PDUFA date for Exenatide Approaching (Nasdaq:AMLN), (NYSE:LLY)

Exenatide is a drug that has been co-developed by Amylin Pharmaceuticals, Inc, (Nasdaq:AMLN), Alkermes, Inc. (Nasdaq: ALKS) and Eli Lilly and Company (NYSE:LLY). Exenatide is currently available in the market as BYETTA® injections. However, now the three companies want to use exenatide as a drug given once per week to treat people suffering from type 2 diabetes (by controlling the glycemic level in the body). For this purpose, they submitted a new drug application (NDA) to the United States of America’s Food and Drug Administration (FDA) to get the regulator’s approval for bringing exenatide once weekly into the market. The NDA was submitted on May 5, 2009. And in June 2009, the FDA announced that the NDA contains all the information that would allow it to make a thorough review on exenatide – that is, the NDA was accepted for review. The FDA also handed the company a Prescription Drug User Fee Act goal date – also called Action date or just PDUFA date – of March 7, 2010. However, recently the FDA was closed for 5 days due to bad weather conditions. As a result, on February 25, 2010, the companies disclosed to its stakeholders that the FDA needed more time to review the NDA applications with PUDUFA dates earlier than March 7, 2010. This meant that the PDUFA date of exenatide’s NDA got extended. The new PDUFA date is March 12, 2010.
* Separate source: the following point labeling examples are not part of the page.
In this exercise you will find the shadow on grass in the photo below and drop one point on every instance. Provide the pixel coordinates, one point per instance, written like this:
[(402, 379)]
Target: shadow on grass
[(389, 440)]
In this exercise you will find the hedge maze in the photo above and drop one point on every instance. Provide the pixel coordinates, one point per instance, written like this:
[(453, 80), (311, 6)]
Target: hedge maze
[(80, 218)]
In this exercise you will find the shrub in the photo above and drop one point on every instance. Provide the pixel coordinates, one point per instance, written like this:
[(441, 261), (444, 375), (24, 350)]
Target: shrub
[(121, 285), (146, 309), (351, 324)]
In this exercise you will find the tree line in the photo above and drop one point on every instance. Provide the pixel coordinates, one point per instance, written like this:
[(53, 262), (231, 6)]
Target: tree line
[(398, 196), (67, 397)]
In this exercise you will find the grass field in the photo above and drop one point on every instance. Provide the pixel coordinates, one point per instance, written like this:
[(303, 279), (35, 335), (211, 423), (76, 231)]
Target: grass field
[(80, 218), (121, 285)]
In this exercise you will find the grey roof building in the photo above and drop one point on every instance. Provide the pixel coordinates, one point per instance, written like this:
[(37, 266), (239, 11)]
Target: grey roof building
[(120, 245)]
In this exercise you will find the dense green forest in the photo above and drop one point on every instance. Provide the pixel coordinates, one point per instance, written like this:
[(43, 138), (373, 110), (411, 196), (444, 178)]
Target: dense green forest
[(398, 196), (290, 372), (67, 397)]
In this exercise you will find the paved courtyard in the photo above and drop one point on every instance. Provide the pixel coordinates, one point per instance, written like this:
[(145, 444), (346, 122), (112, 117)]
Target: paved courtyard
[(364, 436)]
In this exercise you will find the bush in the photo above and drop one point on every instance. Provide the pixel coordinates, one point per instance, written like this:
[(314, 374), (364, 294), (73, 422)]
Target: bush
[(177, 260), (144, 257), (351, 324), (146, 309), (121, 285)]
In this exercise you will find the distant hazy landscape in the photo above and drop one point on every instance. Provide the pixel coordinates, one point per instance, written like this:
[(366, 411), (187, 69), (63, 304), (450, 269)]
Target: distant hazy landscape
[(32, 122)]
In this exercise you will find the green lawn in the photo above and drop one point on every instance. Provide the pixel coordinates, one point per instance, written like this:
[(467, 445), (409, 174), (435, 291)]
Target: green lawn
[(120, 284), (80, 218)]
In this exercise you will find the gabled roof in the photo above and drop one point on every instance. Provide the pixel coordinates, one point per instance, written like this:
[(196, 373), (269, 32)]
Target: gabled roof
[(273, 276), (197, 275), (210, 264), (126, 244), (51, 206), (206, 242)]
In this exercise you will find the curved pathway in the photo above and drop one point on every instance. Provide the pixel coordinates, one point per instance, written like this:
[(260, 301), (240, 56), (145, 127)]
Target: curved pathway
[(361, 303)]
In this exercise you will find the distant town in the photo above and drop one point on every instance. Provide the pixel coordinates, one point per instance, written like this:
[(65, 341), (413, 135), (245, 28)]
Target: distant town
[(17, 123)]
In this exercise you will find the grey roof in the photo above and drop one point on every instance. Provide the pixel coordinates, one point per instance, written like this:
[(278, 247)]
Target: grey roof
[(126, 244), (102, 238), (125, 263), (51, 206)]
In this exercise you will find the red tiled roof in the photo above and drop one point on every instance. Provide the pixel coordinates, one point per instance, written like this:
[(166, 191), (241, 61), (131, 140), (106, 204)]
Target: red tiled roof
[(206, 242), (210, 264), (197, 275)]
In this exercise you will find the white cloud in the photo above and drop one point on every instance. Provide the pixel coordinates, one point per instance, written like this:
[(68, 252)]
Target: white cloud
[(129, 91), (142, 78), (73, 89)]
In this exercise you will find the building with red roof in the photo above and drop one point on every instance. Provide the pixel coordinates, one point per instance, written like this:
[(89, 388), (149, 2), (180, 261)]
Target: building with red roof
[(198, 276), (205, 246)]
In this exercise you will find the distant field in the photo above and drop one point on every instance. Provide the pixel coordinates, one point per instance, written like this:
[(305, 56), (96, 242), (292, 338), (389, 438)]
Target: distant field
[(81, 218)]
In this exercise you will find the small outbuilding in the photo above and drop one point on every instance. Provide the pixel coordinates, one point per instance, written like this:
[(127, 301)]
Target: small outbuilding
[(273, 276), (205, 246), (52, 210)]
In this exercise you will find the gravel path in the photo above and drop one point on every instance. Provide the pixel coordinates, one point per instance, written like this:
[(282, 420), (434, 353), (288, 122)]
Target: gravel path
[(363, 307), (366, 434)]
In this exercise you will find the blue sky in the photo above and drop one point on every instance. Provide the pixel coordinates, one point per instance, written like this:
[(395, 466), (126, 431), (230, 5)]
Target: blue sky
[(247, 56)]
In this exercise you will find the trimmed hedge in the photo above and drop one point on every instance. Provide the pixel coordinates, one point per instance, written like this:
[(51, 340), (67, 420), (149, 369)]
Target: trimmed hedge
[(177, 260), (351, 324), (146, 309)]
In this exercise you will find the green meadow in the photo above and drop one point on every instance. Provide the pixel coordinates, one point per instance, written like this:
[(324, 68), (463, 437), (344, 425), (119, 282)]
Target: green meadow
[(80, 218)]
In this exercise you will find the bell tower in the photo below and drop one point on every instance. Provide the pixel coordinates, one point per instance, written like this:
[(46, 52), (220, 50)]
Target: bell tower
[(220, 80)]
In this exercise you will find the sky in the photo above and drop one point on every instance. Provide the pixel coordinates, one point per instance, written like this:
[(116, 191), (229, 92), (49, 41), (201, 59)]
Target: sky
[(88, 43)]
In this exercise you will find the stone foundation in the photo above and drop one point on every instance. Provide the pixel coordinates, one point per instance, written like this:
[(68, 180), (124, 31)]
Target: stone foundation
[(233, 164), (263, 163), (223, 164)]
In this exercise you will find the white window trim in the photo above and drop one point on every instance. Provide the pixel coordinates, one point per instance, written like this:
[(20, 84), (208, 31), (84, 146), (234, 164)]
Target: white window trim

The NDA submission contains data from the Duration-1 trial conducted by Amylin Phatmaceuticals, Inc. The trial compared the safety and the effectiveness of the exenatide once weekly manufactured with the exenatide that was developed earlier.

If the Food and Drug Administration approves the NDA, exenatide would be the only type 2 diabetes treatment that can be prescribed only once every week. Daniel M. Bradbury, who is the Chief Executive Officer (CEO) as well as the President of Amylin, is confident that the NDA would be successful in getting the FDA’s approval. He said:

“The exenatide once weekly submission is an important milestone in the overall exenatide development program. The clinical data supporting this submission highlight the potential of exenatide once weekly to significantly advance the treatment of type 2 diabetes. We remain committed to developing and commercializing a range of treatment options that address the important unmet needs of people living with diabetes.”